To make organizational changes in the brain direct intervention is needed. This is accomplished by a neurodevelopmental plan that recommends a specific program of activities to be implemented at home by the child’s family. The neurodevelopmentalist gathers information from the parents the child’s evaluation to determine specific areas of inefficiency, the underlying causes of the symptoms the child exhibits. These observations are recorded on the profile and a complete neurodevelopmental plan is determined for the child. The plan consists of recommended activities designed to specifically address the inefficiencies.

Neurodevelopmentalists have gathered activities eclectically from many other disciplines including, but not limited to, speech therapy, occupational therapy, vision therapy, physical therapy, biochemistry, sound therapy, psychology and education. Through many years of observation, research and refinement of the activities, optimally effective neurodevelopmental activities have been developed.

Neurodevelopmental practice has established the optimum frequency, intensity and duration for these activities. These refined activities are able to give the brain the effective stimulation it needs to make the changes that are necessary to move the child to the next higher level of the neurodevelopmental profile.

The Results

When a home program of neurodevelopmental activities is carried out with sufficient consistency, intensity, frequency and duration much progress can be made. In fact, many of the symptoms the child originally displayed may be totally eliminated.
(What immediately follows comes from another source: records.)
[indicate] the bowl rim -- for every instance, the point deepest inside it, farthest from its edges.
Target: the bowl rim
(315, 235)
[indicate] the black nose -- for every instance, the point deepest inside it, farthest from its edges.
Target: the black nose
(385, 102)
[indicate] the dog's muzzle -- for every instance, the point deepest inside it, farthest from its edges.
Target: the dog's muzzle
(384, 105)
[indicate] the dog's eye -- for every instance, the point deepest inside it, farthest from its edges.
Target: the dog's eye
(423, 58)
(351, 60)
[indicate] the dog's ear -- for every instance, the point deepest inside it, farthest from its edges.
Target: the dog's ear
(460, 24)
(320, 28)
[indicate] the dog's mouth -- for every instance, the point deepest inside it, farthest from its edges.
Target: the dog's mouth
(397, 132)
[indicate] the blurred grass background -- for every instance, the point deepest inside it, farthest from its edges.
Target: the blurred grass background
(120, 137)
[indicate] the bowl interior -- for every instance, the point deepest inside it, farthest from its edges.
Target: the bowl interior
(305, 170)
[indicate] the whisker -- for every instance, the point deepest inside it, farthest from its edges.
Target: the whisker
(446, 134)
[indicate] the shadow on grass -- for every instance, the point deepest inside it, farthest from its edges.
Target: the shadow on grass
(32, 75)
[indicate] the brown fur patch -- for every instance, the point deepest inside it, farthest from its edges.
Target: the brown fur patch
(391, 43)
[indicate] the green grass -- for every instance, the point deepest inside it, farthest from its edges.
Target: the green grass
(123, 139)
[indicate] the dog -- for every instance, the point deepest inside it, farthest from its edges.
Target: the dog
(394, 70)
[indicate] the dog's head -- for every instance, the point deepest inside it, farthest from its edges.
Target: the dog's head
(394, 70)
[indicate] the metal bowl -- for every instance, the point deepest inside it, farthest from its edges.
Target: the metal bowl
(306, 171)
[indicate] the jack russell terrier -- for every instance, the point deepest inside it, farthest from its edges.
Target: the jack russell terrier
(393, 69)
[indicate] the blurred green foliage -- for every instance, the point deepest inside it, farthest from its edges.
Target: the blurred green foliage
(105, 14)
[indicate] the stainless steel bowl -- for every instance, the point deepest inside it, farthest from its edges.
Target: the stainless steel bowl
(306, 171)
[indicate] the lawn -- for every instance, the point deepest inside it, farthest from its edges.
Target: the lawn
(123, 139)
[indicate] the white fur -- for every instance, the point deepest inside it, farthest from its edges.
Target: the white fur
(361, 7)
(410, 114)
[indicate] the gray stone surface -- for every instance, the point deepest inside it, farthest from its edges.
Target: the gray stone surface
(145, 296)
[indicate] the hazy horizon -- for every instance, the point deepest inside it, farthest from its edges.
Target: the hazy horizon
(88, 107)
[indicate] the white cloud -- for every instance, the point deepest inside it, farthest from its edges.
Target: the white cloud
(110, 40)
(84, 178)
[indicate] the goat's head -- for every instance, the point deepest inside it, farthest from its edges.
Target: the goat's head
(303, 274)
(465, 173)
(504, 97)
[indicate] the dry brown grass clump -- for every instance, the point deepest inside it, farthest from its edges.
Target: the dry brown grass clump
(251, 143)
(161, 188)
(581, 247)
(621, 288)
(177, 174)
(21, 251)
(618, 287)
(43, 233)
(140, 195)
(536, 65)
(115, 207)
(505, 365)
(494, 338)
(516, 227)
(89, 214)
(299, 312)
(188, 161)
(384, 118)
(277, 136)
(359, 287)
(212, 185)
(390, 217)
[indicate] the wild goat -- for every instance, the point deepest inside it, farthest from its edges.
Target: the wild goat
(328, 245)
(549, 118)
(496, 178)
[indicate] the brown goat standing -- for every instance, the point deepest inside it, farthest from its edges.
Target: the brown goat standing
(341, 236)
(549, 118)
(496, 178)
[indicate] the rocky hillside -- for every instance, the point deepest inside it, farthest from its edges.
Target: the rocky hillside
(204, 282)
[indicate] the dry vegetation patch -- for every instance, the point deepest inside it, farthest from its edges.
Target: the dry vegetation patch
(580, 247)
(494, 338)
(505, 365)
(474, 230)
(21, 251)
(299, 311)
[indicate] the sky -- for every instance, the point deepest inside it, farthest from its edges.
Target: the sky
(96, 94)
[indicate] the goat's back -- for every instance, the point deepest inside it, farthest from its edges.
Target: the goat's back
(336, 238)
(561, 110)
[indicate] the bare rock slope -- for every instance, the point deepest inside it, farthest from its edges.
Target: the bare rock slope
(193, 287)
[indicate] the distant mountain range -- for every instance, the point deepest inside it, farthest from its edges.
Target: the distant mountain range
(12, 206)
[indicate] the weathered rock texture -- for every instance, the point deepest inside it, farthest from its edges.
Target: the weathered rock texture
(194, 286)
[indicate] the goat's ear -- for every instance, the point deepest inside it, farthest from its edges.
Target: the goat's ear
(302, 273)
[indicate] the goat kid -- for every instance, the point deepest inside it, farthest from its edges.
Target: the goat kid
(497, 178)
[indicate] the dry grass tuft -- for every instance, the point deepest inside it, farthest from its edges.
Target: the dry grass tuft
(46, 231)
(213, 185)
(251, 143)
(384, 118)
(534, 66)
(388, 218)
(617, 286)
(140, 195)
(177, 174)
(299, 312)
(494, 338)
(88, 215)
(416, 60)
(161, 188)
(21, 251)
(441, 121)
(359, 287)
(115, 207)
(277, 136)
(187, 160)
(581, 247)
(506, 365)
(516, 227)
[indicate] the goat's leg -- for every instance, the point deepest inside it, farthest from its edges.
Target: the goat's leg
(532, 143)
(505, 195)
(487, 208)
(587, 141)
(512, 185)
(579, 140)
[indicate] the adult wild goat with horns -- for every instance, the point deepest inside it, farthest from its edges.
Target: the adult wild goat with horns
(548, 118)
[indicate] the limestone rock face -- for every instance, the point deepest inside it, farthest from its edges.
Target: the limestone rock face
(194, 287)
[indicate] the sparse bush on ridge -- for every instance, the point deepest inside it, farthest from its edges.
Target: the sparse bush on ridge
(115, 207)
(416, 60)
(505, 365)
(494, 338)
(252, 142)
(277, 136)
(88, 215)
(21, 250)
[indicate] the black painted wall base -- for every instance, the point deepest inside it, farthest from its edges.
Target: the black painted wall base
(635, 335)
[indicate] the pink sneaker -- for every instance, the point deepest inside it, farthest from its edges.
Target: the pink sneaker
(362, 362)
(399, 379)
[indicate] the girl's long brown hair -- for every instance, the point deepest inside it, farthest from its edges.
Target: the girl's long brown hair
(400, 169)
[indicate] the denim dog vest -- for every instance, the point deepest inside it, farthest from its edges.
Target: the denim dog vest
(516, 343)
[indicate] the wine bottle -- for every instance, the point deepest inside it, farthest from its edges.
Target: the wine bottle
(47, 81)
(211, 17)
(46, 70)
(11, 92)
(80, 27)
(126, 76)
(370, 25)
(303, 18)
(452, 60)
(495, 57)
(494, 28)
Some of the results we see include, but are not limited to: Non-readers learning to read, non-walkers learning to walk and run, distractibility changing to focus, sensory dysfunction becoming more typical, social behavior improving, painfully hypersensitive hearing changing to normal hearing, formerly picky eaters eating a variety of foods, phobias being overcome, emotionality and sensory function becoming more typical, bedwetting eliminated, coordination improving, and speech and language developing. Academically, children are recognizing letters and numbers, learning to write, retaining math facts and doing computation, and learning to decode words and understand what they have read.

Our Philosophy

Learning and attention problems should be addressed primarily without resorting to labels, drugs, or compensation approaches. The parent/child relationship is the most important element in a child’s development. The amount of progress made by a child is dependent on the amount the family can work one to one with that child. Parents, not professionals, are responsible for making decisions for their child. Parents should have the freedom to utilize eclectic treatments and educational materials consistent with their priorities and beliefs.